The thing about Shinobu Kocho, the thing that made her so, so frustrating, was her kindness, the illusion of her being open, she made it damn near impossible to actually get close to her. Despite their supposed friendship, Mitsuri realized one day that she actually knew next to nothing about the other woman. She did not know any of Shinobu’s interests beyond her specialties for slayer work, and well, Mitsuri just didn’t think those should count as interests! At least, not in the sense that she meant. Perhaps hobbies was a better word… Oh, she couldn’t even tell someone what Shinobu’s favorite food might be. She was the Insect Hashira, but Mitsuri didn’t even know her favorite type of bug! Surely she must have one!
At first, she had not let it bother her. Some people were closed off. That’s just how they were, and Mitsuri could accept that it would take a little more effort and time to get to know them compared to others. It didn’t matter, because Mitsuri was insistent, and she could get there eventually. In fact, most of the Hashira had not been able to withstand her attempts at getting to know them! Even the grumpiest, most solitary, frustrating ones had eventually caved to her desires for conversation and friendship.
But Shinobu…
Perhaps that was why she made Mitsuri feel so helpless, so… upset. Shinobu was not grumpy, nor solitary, and while she could be frustrating, it wasn’t just because she was mean or stubborn. Shinobu was kind, Shinobu was chatty, and by all accounts, to an outsider, it likely seemed that Mitsuri and Shinobu were very close friends. They talked a lot, Mitsuri visited Shinobu whenever she could (although the Insect Hashira had never once come to her estate), Mitsuri baked Shinobu treats, she—
Okay, perhaps to an outsider it looked like Mitsuri was desperately vying for the attention of someone who did not want to give it, or at most, indulged out of politeness and nothing else.
But that wasn’t the case!
Shinobu liked her, she did. Mitsuri was not foolish. After spending so many years with various men feigning being interested in her for a short amount of time, she was rather good at telling when someone was genuine or not with their feelings.

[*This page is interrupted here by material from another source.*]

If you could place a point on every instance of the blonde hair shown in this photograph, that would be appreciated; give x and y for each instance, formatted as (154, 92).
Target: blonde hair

Shinobu did like her. It was obvious in the small twitch of her smile when she saw Mitsuri, in the occasional way her tone shifted beyond the same one she always had, in the way that Shinobu always came to personally greet her when she was at the Butterfly Estate because Mitsuri knew the same courtesy was not extended to all slayers, not even all Hashira.
So why… why did she always do this?
Right when Mitsuri thought they were finally getting somewhere, right when she thought maybe she’d finally finished chipping away at wall after wall after wall to catch her first glimpse of the real Shinobu beneath it all, she slammed right into another one, as if Shinobu was building them faster than Mitsuri could knock them down, even with her inhuman strength and determination.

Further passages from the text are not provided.